Enfin les obstacles furent levés et le couple put choisir trois enfants ; ce n’était pas une mince affaire. On leur montra d’abord Nadia, un bébé de sept mois. L’enfant était très petite, rousse et absolument pas belle. Mais Nadia souriait à tout le monde. Quand Jakob prit la fillette dans les bras, il eut les larmes aux yeux. Pour Irina il y eut à ce moment-là une certitude : cette fillette est pour nous. Puis on invita Irina et Jakob au cours de musique pour les enfants de deux ans. « À part deux garçons, aucun des enfants n’a fait attention à nous. Micha et Kolia, eux, nous ont regardé et nous ont souri jusqu’aux oreilles. Le signal était clair : ces deux-là étaient pour nous », raconte Irina. Ce 7 mai 2003 nous avons quitté l’orphelinat avec trois enfants. Ce n’est qu’après notre retour à la maison que nous avons pris la mesure de toute la charge de responsabilité et de travail.

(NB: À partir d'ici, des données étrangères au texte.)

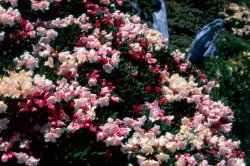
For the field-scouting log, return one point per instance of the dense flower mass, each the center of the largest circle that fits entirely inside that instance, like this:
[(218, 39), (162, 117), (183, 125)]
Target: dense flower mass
[(239, 17), (112, 76)]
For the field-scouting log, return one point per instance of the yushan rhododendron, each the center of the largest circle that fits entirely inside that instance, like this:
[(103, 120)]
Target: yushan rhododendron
[(112, 77)]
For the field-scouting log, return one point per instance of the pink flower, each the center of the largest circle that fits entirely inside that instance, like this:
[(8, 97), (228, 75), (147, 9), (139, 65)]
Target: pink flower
[(21, 157), (103, 101), (115, 99), (92, 82)]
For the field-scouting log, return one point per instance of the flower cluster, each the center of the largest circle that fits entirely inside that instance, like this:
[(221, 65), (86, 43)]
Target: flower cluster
[(240, 16)]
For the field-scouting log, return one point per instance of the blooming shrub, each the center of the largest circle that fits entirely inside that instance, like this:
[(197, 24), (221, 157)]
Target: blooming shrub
[(90, 69)]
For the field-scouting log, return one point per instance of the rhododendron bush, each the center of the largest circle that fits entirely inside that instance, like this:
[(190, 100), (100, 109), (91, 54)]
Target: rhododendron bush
[(91, 85)]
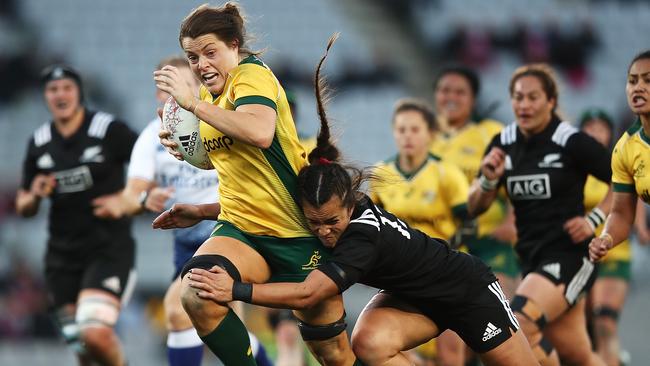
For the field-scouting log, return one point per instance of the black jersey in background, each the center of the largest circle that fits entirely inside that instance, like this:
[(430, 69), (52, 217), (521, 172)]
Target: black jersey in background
[(544, 177), (87, 164), (380, 250)]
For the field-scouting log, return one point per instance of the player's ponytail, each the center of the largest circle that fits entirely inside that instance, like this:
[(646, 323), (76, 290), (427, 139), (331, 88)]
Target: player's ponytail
[(325, 176)]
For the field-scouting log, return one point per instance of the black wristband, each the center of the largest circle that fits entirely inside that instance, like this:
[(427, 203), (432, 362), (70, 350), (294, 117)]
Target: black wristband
[(242, 291)]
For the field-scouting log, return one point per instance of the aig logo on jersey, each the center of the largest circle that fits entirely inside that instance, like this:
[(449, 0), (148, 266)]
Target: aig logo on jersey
[(529, 187)]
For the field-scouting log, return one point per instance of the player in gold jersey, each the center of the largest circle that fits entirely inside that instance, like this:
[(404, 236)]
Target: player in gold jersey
[(608, 293), (250, 137), (419, 188), (462, 142)]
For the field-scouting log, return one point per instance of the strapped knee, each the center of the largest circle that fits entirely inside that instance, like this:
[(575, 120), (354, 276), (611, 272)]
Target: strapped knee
[(321, 332), (69, 329), (96, 311), (543, 349), (208, 261), (530, 310), (606, 312)]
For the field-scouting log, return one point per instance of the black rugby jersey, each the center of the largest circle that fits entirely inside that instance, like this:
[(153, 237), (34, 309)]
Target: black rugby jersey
[(87, 164), (380, 250), (544, 177)]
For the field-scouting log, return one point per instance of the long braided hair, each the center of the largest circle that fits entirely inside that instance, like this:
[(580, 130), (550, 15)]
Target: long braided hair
[(325, 176)]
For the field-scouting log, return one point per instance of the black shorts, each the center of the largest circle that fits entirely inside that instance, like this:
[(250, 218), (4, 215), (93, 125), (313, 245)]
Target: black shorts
[(72, 268), (483, 320), (574, 270)]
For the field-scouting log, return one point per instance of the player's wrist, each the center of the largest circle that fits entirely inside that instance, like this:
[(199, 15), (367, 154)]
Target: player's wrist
[(242, 291), (595, 218), (488, 184)]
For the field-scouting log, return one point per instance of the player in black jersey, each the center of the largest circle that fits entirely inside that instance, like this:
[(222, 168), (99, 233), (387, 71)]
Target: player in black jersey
[(543, 164), (78, 156), (426, 286)]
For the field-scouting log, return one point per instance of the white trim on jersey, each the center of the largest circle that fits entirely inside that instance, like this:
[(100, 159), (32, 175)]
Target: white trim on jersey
[(562, 133), (128, 288), (43, 135), (509, 134), (99, 124), (495, 288), (368, 218), (579, 281)]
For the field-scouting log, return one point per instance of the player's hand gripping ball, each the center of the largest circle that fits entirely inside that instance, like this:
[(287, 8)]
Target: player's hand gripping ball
[(184, 128)]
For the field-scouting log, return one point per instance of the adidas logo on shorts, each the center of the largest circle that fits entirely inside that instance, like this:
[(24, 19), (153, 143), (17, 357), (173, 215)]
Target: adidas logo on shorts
[(490, 332)]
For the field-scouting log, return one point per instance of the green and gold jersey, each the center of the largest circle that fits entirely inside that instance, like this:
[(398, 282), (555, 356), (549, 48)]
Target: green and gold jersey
[(257, 186), (629, 171), (426, 199), (595, 191), (465, 148)]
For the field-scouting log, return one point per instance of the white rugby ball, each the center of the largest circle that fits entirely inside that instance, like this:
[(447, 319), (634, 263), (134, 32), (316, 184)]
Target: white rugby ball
[(184, 128)]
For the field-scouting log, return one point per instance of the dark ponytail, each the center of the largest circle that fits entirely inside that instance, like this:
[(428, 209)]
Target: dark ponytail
[(325, 176)]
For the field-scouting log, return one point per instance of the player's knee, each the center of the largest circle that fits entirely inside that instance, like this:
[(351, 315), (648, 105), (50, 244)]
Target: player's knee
[(177, 318), (196, 307), (370, 347), (98, 339), (531, 318)]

Vinrent alors des périodes de tension. Du côté de l’État il n’y eut aucune forme de soutien. Mais la presse et la télévision ne laissaient pas de répit à la famille, jusqu’à ce qu’elle opposa à tous un non poli.
Deux ans s’écoulèrent et la famille s’agrandit encore : le nouveau membre de la famille Schwez fut le petit Sacha de trois mois. Au début ce garçon fut souvent malade et Irina dut passer beaucoup de temps avec lui à l’hôpital. Les gens n’arrêtaient pas de demander : « Aviez-vous vraiment besoin de ça ? » Or en dépit de cette incompréhension des autres la famille continua à grandir : un an après Sacha c’est Jana (6 ans) qui vint s’ajouter et après Jana d’un coup trois enfants de la même famille : Andréï (4 ans), Karina (3 ans) et Julia (2 ans). Ces trois étaient physiquement décharnés : Julia pesait tout juste 7 kg, Karina avait un dérèglement de la coordination des mouvements. Les médecins leur demandèrent sur un ton de reproche pourquoi ils accueillaient des enfants handicapés.
Un travail qui comble
Irina reconnaît que sa tâche n’est pas simple : « Parfois elle est si dure qu’on aurait envie d’abandonner ; on ne sait plus comment s’y prendre, on a le sentiment d’être dans une impasse. Mais le Seigneur sait toujours défaire le nœud ».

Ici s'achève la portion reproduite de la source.